Riceviamo da Sergio Guiducci e pubblichiamo

Sono le 3 di notte e mi ritrovo, camminando, per le vie del mio Paese.

Non è il periodo giusto, siamo in quarantena, ma un richiamo misterioso mi ha portato fuori di casa. La mascherina e i guanti sono nelle mie tasche volutamente, voglio assaporarmi tutto. Mentre supero la chiesa di San Francesco sono solo, completamente immerso nei miei pensieri, che scivolano via chissà dove.

Guardo il mio Paese e sembra che mi contraccambi lo sguardo; il mio Paese… ferito, dubbioso, abbandonato, ma è intorno a me e sembra aspettarmi, come dire: “Perchè hai atteso così tanto?”

Credevo di essere solo, ma è Lui a farmi compagnia; le sue luci notturne fioche e tristi, le sue strade così stranamente silenziose, un silenzio assordante. Strade vogliose di brusii, di grida, di vita.

Chiudo gli occhi ed è il mio Paese che parla… l’Alberata mi sorride, un sorriso forzato e buio. Mi bisbiglia Piazza d’Erba, come volesse non disturbarmi. Mi urla in tutta la sua bellezza Santa Maria in Castello come se volesse destarmi.
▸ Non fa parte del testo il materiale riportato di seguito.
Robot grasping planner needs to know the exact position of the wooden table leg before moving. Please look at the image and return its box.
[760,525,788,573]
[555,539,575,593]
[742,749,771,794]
Mi fa l’occhiolino la Fontana di piazza del Comune, come per rassicurarmi.

Ma poi, il mio Paese trova il coraggio, la forza di secoli di storia, il coro è unanime, forte, vigoroso: torneremo più forti di prima, torneranno gli abbracci, i baci appassionati, le pacche sulle spalle; non può né deve finire così, non può né deve avere il sopravvento questo maledetto “mostro” che ha portato via troppe persone e tante certezze.

Il mio Paese parla e si accorge che chi ha bisogno di protezione, di essere rassicurato di avere un qualcosa o un qualcuno in cui credere, sono io. Il mio Paese, così antico, cosi ricco di vie malinconiche ma con una luce ineguagliabile; ed io che ho sempre creduto che non si accorgesse di me! Lui, testimone delle mie illusioni, delle mie risate e delle mie lacrime, delle mie vittorie e sconfitte, delle mie speranze e convinzioni.

Il mio Paese, che a modo suo allarga le braccia e mi stringe forte a sé, Lui che si commuove ma non molla, che vuole tornare a vivere la normalità come me, come noi. E’ il mio Paese e mai come ora so di appartenergli, mi sento fuso insieme a Lui, parte del suo passato così ricco e vigoroso. In questa notte magica piangiamo insieme, ridiamo insieme, fantastichiamo insieme. I sogni sono gli stessi, la speranza è la stessa, la forza è la stessa.

Cosa mi ha spinto fuori le mura della mia casa, inizialmente, non lo sapevo. Mi sono messo in strada e le gambe sono andate da sole. Ora lo so: è Tarquinia, il mio Paese e ne vado fiero. E mentre salgo le scale per aprire la porta e rientrare a casa è ancora Lui che dolcemente, sottovoce, mi sussurra: ce la faremo.